The impact of high volumes of data in automating legal review is well understood. What’s less talked about is the impact of diversity of data. The accuracy of legal AI solutions is heavily dependant on the quality of the sample data on which the algorithms are trained. The higher the quality of legal training data, the higher the accuracy of AI-enabled legal review. This makes having a high-quality data set an imperative starting point for any organisation implementing AI-based review.
What makes a good training data set for the process of automating legal review? An example will illustrate this better. Entity X typically enters into approximately 70 agreements with external vendors every month, requiring the legal team to spend a lot of time manually reviewing terms of each contract. Given the high contract volumes involved, the legal team wanted to be able to focus on more business-critical legal matters, X was keen to automate the process of legal review of vendor agreements. Hence, a starting point for automating legal review was the compilation of 100 legacy agreements previously executed by entity X to serve as a training data set for enabling AI review.
The training data set was divided into two halves of 50 contracts each - the first set of 50 contracts contained only one type of payment obligation clause (annual payment) while the other set of 50 contracts contained a mixture of varied payment clauses (annual, monthly, lumpsum, milestone-linked).
When models were trained on the first set of contracts which contained only annual payment clauses, the models ‘learned’ these to be the only kind of payment obligation; hence model accuracy at detecting and understanding any other variations of payment obligation was low. when algorithms are trained on a homogeneous data set where a contract looks like every other in that dataset, this homogeneity compromises an AI solution’s capacity to handle real-life variations in text (which is often the case) in contract language.

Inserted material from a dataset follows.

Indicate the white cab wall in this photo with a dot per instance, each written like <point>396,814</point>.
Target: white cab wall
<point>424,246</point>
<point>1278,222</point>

This was in stark contrast to when models were trained on the second set of contracts containing a mix of diverse payment clauses, where the models essentially ‘learned’ that payment clauses in ‘real world contracts’ occurred in multiple distinct forms. The accuracy of machine learning systems to undertake legal review was significantly better for the second set.
The takeaway? A training data set that contains multiple diverse variations of clauses and concepts contributes to greater accuracy in automating legal review. The higher the quality of training data, the stronger the performance of machine learning systems in ‘understanding’ legal concepts.